Huawei exec warns governments to stop cashing in on spectrum

A Huawei executive wants the world's governments to stop considering wireless spectrum to be "an asset to be maximized for cash" and instead take a healthier view of radio frequencies as an enabler of social and economic development.

Ryan Ding, a senior Huawei executive, told attendees of the Mobile Asia Expo in Shanghai, China, that many governments and policymakers wrongly view spectrum as a cash cow rather than acknowledging its role as a driver of social and economic progress.

"Wireless spectrum is fuelling the digital revolution, but it's a scarce commodity and demand rises with every new generation of technology and additional users," he said. "A significant gap exists today between the spectrum that's currently available and estimated future demand."

Ding cited the Asian nations of China, Japan and South Korea, whose telecom authorities he contends are setting spectrum policies designed to encourage investment and take-up. He observed, as have many industry pundits before him, that Europe is struggling to catch up on LTE deployments because operators there were burdened by massive payments for 3G spectrum. That money has gone into government coffers rather than being invested in next-generation technologies.

"European operators that invested heavily in 3G spectrum less than ten years ago were slow to commit to new 4G investment while still recouping their 3G investments," Ding said. "This overlapping investment challenge is one of the key reasons Europe lost is leadership in mobile networks to the U.S. and parts of Asia with the arrival of 4G."

His comments echoed those of Anne Bouverot, the GSMA director general, who addressed similar issues during a keynote session at the TM Forum Live conference earlier this month in Nice, France.
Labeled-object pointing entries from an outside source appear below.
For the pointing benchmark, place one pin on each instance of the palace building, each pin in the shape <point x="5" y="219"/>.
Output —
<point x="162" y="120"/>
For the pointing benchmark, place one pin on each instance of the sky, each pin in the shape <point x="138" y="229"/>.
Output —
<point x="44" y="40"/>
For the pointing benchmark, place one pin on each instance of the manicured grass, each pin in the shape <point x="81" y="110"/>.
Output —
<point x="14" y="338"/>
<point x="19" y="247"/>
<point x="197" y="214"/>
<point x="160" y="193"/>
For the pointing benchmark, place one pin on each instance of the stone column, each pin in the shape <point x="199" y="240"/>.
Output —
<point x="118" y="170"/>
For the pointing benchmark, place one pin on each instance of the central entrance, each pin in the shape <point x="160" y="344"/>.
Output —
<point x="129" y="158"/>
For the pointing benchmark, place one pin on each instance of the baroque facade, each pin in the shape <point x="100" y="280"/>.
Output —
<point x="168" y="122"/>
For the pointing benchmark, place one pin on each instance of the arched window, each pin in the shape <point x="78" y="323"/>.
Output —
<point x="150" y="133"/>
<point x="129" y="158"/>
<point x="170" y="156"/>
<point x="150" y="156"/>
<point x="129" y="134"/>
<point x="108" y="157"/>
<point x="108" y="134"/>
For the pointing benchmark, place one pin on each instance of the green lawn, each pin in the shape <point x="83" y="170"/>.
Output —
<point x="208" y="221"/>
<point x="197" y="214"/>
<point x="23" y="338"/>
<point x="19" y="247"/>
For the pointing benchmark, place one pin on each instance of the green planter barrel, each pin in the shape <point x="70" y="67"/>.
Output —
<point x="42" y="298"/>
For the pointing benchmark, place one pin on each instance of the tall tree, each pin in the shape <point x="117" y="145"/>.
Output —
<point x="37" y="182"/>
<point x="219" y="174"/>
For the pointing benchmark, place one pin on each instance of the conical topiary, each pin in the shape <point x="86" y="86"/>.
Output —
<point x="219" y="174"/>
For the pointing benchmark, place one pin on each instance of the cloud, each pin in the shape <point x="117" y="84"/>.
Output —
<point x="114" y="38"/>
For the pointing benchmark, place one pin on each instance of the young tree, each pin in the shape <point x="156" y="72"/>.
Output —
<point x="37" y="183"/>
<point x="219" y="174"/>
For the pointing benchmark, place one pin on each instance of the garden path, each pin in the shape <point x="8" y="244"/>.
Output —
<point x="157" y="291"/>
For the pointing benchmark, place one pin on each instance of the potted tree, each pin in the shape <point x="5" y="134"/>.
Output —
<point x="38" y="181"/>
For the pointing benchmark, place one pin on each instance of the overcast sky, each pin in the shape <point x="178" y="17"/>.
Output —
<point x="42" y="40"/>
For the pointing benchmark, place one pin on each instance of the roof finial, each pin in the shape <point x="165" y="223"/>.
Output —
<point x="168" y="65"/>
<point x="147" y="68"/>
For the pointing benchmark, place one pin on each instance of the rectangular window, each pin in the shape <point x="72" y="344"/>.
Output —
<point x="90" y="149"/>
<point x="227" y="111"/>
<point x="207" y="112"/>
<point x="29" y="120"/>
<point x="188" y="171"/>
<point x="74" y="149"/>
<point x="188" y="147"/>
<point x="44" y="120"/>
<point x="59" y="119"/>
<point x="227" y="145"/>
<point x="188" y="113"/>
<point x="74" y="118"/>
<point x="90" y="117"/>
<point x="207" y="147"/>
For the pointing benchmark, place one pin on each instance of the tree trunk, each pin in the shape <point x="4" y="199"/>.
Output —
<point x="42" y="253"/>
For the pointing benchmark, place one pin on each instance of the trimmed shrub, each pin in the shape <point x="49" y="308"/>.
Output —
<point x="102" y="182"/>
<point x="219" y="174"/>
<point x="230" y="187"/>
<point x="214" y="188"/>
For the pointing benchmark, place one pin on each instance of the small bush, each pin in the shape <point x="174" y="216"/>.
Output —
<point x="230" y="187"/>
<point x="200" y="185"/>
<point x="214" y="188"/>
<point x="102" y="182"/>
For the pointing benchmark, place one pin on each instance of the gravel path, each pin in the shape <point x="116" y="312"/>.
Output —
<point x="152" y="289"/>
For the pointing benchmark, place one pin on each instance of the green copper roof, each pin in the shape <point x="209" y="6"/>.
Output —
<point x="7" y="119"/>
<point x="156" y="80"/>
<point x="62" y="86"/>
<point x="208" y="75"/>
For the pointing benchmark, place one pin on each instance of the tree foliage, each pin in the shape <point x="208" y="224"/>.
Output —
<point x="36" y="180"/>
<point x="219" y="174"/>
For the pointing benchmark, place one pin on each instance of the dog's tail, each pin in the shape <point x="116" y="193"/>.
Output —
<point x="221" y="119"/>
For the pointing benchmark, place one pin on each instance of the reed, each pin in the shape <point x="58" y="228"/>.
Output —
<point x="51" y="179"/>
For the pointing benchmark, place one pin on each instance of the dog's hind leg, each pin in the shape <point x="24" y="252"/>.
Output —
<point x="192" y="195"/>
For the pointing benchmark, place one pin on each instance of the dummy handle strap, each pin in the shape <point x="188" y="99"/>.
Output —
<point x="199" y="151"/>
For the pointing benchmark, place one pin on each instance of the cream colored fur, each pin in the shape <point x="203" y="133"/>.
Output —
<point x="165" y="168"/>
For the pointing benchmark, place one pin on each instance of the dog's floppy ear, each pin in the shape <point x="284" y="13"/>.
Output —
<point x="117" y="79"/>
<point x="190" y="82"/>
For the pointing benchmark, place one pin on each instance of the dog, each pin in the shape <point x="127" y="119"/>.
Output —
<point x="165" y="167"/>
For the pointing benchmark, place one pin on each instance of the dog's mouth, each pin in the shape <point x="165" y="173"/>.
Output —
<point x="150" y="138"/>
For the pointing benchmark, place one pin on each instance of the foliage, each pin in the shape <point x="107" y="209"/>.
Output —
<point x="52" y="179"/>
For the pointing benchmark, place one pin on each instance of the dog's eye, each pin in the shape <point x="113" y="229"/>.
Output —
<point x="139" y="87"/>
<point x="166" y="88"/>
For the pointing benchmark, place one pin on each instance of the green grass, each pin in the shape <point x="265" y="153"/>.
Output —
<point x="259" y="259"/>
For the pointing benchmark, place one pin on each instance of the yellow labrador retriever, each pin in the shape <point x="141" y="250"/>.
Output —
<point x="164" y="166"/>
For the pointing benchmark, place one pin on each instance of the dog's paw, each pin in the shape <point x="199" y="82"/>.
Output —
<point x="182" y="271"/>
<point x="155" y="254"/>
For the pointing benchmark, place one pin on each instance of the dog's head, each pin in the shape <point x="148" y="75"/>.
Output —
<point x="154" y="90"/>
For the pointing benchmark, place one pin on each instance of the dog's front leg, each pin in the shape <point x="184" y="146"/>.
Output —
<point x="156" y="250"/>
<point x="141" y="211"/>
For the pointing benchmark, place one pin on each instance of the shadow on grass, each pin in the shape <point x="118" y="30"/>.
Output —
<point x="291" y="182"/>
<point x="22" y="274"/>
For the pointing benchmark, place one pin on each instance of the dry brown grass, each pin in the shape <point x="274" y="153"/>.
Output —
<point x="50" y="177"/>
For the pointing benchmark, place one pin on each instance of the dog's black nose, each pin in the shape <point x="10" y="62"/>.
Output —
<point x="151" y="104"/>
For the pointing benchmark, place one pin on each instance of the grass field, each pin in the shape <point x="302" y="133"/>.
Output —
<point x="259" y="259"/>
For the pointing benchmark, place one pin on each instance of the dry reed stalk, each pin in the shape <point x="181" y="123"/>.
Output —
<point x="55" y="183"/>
She said Europe has been playing catch-up with markets such as the U.S. and Asia on 4G partly because 3G-spectrum auctions burdened the sector with so much debt. Europe accounts for only 3 percent of LTE subscribers globally, she noted.

Ericsson (NASDAQ: ERIC) recently said in its latest Mobility Report that it expects the North American market, the company's largest by sales, to continue as the leader in LTE subscriptions for the next several years.

Ding's comments actually come at a crucial time for U.S. mobile operators, as they ponder their strategies for bidding in two upcoming spectrum auctions: the November auction of AWS-3 spectrum and next year's 600 MHz incentive auction of TV broadcast spectrum.

The Huawei executive's remarks may reflect the Chinese vendor's intent to gain influence on spectrum policy within Europe as it makes considerable investments and builds partnerships with companies and academia in the region. Company CEO Ren Zhengfei has said that Huawei's mission is to ensure that in a few years, "people perceive Huawei as a European company."

Ding cited research that has shown that every 10 percent increase in broadband penetration boosts national gross domestic product (GDP) 1.3 percent and employment rates between 2 and 3 percent. "Industrial production efficiency is also boosted by between five and twenty percent, while innovation efficiency in a better-connected environment can be better by a factor of fifteen times," he added.